Should those convicted of murder in California continue to be executed or should they given life imprisonment without possibility of parole? Proponents of Prop 34 favor repealing the death penalty. Opponents favor keeping it. The California Proposition 34 death penalty repeal initiative is one of the most visible and controversial propositions on the ballot in November.

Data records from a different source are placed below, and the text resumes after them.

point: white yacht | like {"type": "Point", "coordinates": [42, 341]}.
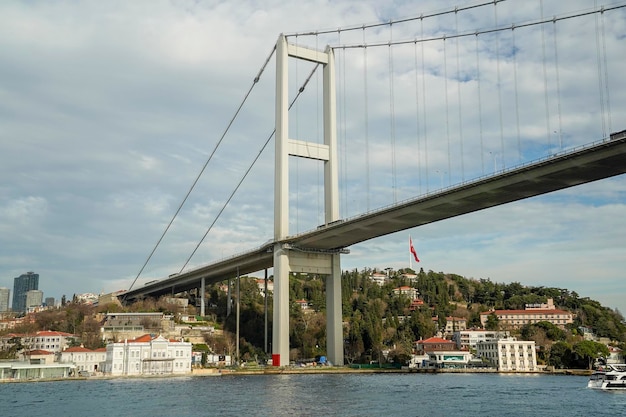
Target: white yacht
{"type": "Point", "coordinates": [610, 376]}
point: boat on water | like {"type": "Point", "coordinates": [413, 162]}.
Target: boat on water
{"type": "Point", "coordinates": [610, 376]}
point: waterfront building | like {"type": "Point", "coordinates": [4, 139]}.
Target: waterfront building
{"type": "Point", "coordinates": [449, 359]}
{"type": "Point", "coordinates": [434, 344]}
{"type": "Point", "coordinates": [468, 339]}
{"type": "Point", "coordinates": [38, 356]}
{"type": "Point", "coordinates": [410, 278]}
{"type": "Point", "coordinates": [20, 370]}
{"type": "Point", "coordinates": [148, 355]}
{"type": "Point", "coordinates": [509, 355]}
{"type": "Point", "coordinates": [84, 359]}
{"type": "Point", "coordinates": [4, 299]}
{"type": "Point", "coordinates": [120, 326]}
{"type": "Point", "coordinates": [21, 285]}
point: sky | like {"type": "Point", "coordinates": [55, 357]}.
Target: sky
{"type": "Point", "coordinates": [110, 110]}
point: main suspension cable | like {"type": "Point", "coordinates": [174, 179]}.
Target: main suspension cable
{"type": "Point", "coordinates": [193, 185]}
{"type": "Point", "coordinates": [394, 22]}
{"type": "Point", "coordinates": [300, 90]}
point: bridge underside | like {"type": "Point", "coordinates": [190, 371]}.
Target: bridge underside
{"type": "Point", "coordinates": [600, 161]}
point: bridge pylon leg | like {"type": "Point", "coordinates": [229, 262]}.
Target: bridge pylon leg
{"type": "Point", "coordinates": [334, 326]}
{"type": "Point", "coordinates": [280, 326]}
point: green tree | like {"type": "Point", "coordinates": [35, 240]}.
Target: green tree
{"type": "Point", "coordinates": [590, 351]}
{"type": "Point", "coordinates": [493, 323]}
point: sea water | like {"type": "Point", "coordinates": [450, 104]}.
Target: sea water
{"type": "Point", "coordinates": [424, 395]}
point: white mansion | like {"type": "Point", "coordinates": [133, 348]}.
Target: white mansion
{"type": "Point", "coordinates": [148, 355]}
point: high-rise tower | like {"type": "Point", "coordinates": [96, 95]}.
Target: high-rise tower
{"type": "Point", "coordinates": [21, 285]}
{"type": "Point", "coordinates": [4, 299]}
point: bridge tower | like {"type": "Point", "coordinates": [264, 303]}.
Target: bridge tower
{"type": "Point", "coordinates": [288, 259]}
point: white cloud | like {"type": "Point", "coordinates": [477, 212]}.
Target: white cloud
{"type": "Point", "coordinates": [110, 109]}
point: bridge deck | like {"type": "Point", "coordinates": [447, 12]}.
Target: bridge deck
{"type": "Point", "coordinates": [591, 163]}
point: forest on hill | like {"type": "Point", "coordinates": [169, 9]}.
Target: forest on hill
{"type": "Point", "coordinates": [379, 325]}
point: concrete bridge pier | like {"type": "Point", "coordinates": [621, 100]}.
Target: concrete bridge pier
{"type": "Point", "coordinates": [288, 259]}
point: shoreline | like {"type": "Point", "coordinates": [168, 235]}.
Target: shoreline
{"type": "Point", "coordinates": [215, 372]}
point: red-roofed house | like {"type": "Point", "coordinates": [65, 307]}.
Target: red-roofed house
{"type": "Point", "coordinates": [410, 292]}
{"type": "Point", "coordinates": [85, 359]}
{"type": "Point", "coordinates": [148, 355]}
{"type": "Point", "coordinates": [38, 356]}
{"type": "Point", "coordinates": [434, 344]}
{"type": "Point", "coordinates": [517, 318]}
{"type": "Point", "coordinates": [46, 340]}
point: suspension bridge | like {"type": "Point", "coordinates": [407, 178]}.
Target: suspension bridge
{"type": "Point", "coordinates": [458, 97]}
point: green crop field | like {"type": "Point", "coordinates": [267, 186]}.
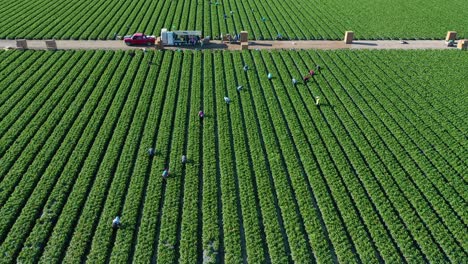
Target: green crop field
{"type": "Point", "coordinates": [375, 173]}
{"type": "Point", "coordinates": [294, 19]}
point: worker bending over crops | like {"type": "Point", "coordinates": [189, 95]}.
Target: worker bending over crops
{"type": "Point", "coordinates": [165, 174]}
{"type": "Point", "coordinates": [151, 152]}
{"type": "Point", "coordinates": [116, 222]}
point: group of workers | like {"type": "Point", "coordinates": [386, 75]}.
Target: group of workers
{"type": "Point", "coordinates": [116, 223]}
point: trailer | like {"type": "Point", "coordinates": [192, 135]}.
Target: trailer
{"type": "Point", "coordinates": [180, 37]}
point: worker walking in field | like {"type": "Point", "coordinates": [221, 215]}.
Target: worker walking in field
{"type": "Point", "coordinates": [151, 152]}
{"type": "Point", "coordinates": [116, 223]}
{"type": "Point", "coordinates": [165, 174]}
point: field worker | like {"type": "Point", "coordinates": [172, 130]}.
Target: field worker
{"type": "Point", "coordinates": [151, 152]}
{"type": "Point", "coordinates": [116, 222]}
{"type": "Point", "coordinates": [165, 174]}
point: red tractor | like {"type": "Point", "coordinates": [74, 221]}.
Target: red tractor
{"type": "Point", "coordinates": [139, 39]}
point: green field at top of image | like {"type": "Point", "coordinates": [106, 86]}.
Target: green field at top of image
{"type": "Point", "coordinates": [293, 19]}
{"type": "Point", "coordinates": [376, 172]}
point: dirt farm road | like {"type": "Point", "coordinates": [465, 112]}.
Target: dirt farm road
{"type": "Point", "coordinates": [285, 44]}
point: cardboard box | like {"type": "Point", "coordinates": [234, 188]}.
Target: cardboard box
{"type": "Point", "coordinates": [451, 35]}
{"type": "Point", "coordinates": [244, 36]}
{"type": "Point", "coordinates": [244, 45]}
{"type": "Point", "coordinates": [21, 44]}
{"type": "Point", "coordinates": [463, 44]}
{"type": "Point", "coordinates": [349, 35]}
{"type": "Point", "coordinates": [51, 44]}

In addition to strongly-held views about the death penalty, much of the controversy centers on whether it costs the State of California less to house these inmates for life than it does to execute them, given often lengthy and expensive death penalty appeals. The non-partisan Legislative Analyst's Office says repealing the death penalty will save about $100 million a year at first and $130 million a year thereafter. Perhaps not unsurprisingly, the Yes on 34 campaign agrees with this estimate. The No on 34 campaign strongly disagrees, saying the data is biased.

Proposition 34:

  • Repeals death penalty as maximum punishment for persons found guilty of murder and replaces it with life imprisonment without possibility of parole.
  • Applies retroactively to persons already sentenced to death.
  • States that persons found guilty of murder must work while in prison as prescribed by the Department of Corrections and Rehabilitation, with their wages subject to deductions to be applied to any victim restitution fines or orders against them.
  • Directs $100 million to law enforcement agencies for investigations of homicide and rape cases.

Prop 34 is retroactive. If passed, then approximately 725 California inmates currently on death row would be re-sentenced to life without parole. They are currently housed in single occupancy cells under special security and are usually handcuffed and escorted by one or two officers when outside their cells. With no death penalty, they would presumably be put back into the general prison population. Some of the estimated savings, $100 million total, would go to law enforcement for use in rape and murder cases.

No on 34 say "Mend it, don't end it." They favor adopting a single drug for executions because of continual appeals claiming the current 3-drug method is unconstitutional. They also want to fix the appeals process by constitutional amendment to speed it up, thus cutting costs and saving time.

Yes on 34 agrees that the death penalty in California is broken and advocate ending it. Those given the death penalty receive extra protections guaranteed by the US Constitution and backed by the US Supreme Court. Those receiving life without parole do not get the extra protections, which simplifies and speeds up trial and appeals.

Prop 34 is a hot button, highly emotional issue. Voters should read what both sides have to say.